Par ailleurs, il ne faut pas envisager la tarification de façon isolée. Il faut la mettre dans un contexte global, celui de la refonte du système de santé. La refonte de la tarification, doit tenir compte des fractures territoriales où l’offre médicale laisse beaucoup à désirer et les populations incapables de payer les soins externes et d’attendre le remboursement. 
 
La tarification doit être adaptable et évolutive en tenant compte du service médical rendu et de l’évolution des pratiques médicales innovantes qui sont parfois moins coûteuses que la tarification des anciens actes. Certains tarifs pourraient être aussi revus à la baisse car ils sont plus coûteux chez nous.

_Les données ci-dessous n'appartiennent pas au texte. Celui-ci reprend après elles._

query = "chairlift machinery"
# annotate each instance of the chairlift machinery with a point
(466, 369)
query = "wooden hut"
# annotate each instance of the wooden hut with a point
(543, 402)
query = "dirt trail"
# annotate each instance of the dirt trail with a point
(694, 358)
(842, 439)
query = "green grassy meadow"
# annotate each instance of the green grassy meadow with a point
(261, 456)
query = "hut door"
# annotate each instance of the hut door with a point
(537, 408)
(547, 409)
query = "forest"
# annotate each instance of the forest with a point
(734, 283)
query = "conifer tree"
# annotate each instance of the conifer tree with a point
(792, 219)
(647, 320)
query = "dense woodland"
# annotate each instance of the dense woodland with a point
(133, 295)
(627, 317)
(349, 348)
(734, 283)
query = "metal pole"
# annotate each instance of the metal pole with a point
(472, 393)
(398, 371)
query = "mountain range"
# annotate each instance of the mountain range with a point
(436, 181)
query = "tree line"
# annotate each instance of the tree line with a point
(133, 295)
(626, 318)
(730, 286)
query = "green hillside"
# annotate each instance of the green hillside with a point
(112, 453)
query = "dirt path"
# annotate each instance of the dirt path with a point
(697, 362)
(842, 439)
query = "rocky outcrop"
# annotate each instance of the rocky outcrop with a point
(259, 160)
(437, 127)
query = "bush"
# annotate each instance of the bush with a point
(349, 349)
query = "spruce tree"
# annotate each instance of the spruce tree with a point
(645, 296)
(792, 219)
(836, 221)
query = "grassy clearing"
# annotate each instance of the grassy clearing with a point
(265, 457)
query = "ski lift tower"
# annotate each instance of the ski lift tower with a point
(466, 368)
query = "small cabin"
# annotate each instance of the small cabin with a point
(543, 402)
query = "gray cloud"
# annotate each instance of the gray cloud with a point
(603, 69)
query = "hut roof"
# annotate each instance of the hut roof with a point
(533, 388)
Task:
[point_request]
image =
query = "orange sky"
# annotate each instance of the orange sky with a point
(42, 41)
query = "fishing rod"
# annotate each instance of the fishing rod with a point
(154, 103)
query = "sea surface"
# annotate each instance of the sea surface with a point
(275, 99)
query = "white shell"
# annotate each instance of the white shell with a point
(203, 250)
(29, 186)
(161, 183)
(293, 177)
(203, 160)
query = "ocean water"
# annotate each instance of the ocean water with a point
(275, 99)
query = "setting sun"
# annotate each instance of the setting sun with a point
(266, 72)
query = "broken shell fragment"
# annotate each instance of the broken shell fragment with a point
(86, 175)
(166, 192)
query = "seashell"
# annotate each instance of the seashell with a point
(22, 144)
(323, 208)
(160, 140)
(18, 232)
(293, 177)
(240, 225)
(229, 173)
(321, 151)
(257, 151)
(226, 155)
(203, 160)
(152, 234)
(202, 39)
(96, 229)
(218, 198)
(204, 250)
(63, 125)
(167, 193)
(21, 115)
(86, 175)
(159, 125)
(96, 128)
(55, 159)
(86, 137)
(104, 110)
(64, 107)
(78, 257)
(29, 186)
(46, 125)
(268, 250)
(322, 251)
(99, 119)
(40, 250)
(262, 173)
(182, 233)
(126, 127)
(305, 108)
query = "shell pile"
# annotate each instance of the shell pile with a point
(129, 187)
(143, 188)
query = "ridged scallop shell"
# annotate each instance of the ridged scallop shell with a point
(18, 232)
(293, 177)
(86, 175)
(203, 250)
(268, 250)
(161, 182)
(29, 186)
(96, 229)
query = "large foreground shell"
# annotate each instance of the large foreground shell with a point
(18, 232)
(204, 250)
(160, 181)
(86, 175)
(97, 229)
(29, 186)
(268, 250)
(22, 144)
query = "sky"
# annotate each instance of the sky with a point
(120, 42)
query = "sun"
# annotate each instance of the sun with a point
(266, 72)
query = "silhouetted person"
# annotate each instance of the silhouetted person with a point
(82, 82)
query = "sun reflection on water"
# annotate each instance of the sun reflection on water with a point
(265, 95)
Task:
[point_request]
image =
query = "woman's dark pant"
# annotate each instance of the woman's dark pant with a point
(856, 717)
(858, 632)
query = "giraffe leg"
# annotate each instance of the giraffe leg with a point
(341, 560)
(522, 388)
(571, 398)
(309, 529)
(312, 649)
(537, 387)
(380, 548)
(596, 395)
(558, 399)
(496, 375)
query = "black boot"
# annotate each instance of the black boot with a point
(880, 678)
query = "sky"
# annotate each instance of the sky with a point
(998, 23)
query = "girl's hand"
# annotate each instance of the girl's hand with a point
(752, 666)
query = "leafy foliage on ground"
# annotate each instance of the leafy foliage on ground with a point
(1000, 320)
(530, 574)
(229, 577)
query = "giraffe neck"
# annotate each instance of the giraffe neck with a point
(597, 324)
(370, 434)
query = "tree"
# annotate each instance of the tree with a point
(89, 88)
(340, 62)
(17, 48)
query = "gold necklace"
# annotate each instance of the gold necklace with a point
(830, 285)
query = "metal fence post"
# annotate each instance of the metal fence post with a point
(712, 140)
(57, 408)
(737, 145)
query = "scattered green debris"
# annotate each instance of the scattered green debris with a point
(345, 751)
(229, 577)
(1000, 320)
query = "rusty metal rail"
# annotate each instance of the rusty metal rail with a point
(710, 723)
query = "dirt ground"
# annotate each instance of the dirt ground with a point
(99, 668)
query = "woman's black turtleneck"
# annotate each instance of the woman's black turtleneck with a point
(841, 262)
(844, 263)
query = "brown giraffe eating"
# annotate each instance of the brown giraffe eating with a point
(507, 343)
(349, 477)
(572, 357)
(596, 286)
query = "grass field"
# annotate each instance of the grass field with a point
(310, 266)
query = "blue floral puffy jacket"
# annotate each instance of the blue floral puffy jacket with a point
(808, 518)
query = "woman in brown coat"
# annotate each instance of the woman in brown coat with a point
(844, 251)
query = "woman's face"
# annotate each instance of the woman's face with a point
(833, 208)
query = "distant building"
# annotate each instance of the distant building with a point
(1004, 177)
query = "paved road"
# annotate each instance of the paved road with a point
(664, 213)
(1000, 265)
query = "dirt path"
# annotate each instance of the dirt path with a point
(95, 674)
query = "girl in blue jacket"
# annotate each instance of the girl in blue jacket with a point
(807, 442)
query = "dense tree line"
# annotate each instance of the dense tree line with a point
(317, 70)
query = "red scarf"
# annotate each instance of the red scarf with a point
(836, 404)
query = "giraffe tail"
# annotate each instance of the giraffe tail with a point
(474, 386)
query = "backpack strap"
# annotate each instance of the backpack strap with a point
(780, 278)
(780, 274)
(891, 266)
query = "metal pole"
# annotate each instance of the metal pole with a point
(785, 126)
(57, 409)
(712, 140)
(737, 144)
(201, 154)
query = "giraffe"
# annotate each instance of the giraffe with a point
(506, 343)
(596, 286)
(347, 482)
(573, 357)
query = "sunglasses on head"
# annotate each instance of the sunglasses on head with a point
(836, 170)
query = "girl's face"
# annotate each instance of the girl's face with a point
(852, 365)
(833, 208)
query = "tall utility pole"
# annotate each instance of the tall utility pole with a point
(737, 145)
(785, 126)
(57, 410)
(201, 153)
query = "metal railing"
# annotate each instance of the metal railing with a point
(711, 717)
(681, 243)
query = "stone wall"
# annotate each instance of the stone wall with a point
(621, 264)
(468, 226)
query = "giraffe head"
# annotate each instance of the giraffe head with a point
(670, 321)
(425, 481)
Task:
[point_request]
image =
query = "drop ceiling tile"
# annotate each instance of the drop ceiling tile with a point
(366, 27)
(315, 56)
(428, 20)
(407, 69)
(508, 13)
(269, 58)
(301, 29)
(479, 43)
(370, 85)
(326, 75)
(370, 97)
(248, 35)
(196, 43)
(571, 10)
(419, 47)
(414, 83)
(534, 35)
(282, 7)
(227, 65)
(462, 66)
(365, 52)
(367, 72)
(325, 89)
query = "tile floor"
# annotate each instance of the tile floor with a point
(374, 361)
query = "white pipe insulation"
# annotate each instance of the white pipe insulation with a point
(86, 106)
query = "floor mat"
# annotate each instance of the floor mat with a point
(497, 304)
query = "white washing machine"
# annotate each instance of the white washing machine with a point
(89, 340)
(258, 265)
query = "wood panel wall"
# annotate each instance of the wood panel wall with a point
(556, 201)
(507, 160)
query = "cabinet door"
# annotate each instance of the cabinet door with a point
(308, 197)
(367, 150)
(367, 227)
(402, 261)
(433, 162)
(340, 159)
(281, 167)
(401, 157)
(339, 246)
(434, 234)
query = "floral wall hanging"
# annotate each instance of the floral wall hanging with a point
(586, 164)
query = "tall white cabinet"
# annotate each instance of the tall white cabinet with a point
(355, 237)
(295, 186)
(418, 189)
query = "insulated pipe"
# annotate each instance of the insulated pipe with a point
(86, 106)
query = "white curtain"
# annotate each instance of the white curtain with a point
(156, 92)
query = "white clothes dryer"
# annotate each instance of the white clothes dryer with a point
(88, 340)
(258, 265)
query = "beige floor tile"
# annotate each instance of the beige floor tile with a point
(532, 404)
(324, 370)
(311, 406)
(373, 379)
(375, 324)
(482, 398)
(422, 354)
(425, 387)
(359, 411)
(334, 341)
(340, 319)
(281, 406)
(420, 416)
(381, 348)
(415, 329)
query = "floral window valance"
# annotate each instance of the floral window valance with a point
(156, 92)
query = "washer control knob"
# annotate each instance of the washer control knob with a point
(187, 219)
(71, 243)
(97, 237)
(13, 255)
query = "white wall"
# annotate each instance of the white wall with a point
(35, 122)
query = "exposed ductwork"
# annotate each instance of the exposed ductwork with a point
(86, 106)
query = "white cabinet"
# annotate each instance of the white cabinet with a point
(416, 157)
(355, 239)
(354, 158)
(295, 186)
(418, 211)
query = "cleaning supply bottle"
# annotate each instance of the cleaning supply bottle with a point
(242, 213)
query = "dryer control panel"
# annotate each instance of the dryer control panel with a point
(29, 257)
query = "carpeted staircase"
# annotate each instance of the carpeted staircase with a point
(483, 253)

Couverture sociale : La fusion reportée !



La fusion entre la Caisse nationale de sécurité sociale (CNSS) et la Caisse nationale des organismes de prévoyance sociale (CNOPS) est loin d’être achevée. Critiqué, ce chantier est reporté. Le gouvernement a fini par différer, le 19 septembre, l’examen du projet de loi n° 54.23, et ce, pour débattre de façon plus approfondie sur les implications d’une telle réforme, selon les explications fournies par le ministre porte-parole du gouvernement, Mustapha Baitas.

Ce projet de loi a pour vocation de centraliser la gestion de tous les régimes d’assurance maladie obligatoire de base, qu’il s’agisse des secteurs public ou privé, ainsi que des personnes incapables de cotiser, afin d'harmoniser la gestion des différents régimes sous l’égide de la CNSS.



Selon les explications de l'Exécutif, ce chantier vise également à mieux gérer les risques financiers et à garantir une plus grande équité dans l'accès aux soins et le remboursement des prestations de santé pour les assurés et leurs ayants droit, dans un contexte financier préoccupant où la CNSS affiche un excédent de plusieurs milliards de dirhams, tandis que la CNOPS se dirige vers un déficit budgétaire croissant. Or, Mustapha Baitas a reconnu qu’il s’agit d’une réforme difficile. 


Pharmaciens : Le souci des marges

Cela fait des années que les pharmaciens se plaignent de leur situation financière qui, selon eux, ne cesse de se dégrader d’année en année. Pour cause : une détérioration constante de leurs revenus au cours des années précédentes. Le Conseil de la Concurrence estime que le revenu mensuel des pharmacies, en moyenne générale, ne dépasse pas 4.000 dirhams. Une situation jugée inquiétante par les syndicats de la profession qui ont multiplié les actes de protestation au cours de l’année précédente. Pour rappel, dans une démarche collective, les syndicats des pharmaciens d’officine ont organisé plusieurs grèves entre mars et mai 2023 pour dénoncer la précarité dont souffrent les professionnels, une situation, pensent-ils, qui dure sous les yeux impuissants des autorités compétentes, notamment le ministère de la Santé.
 
En fait, quand on interroge les pharmaciens, dont le nombre s'élève à 12.000 à l’échelon national, sur leurs craintes, une réponse revient souvent dans leurs bouches : les marges, dont le mode de calcul actuel est considéré comme préjudiciable à la solvabilité des petites pharmacies. Ce débat refait surface à chaque fois que le ministère de tutelle procède à la révision des prix des médicaments.
 
Selon les estimations, la marge moyenne des pharmaciens est de 27%, sachant que les marges varient entre 29% et 33% en fonction des prix des médicaments de moins de 1000 dhs. Selon les pharmaciens, les marges sont plus problématiques pour les médicaments onéreux dont le prix dépasse 1000 dirhams. Là, on raisonne en termes de forfait. Le pharmacien perçoit une marge de 300 dirhams quand le médicament coûte entre 1000 et 3000 dirhams. Dès que les prix dépassent cette barre, les marges ne peuvent aller au-delà de 400 dirhams.
 
Rappelons que le prix du médicament est défini sur la base d’un benchmark avec sept pays. Quant aux marges du pharmacien d’officine et les forfaits, ils ont été fixés par le Décret 2-13-852 relatif aux conditions et aux modalités de fixation du prix public de vente des médicaments fabriqués localement ou importés.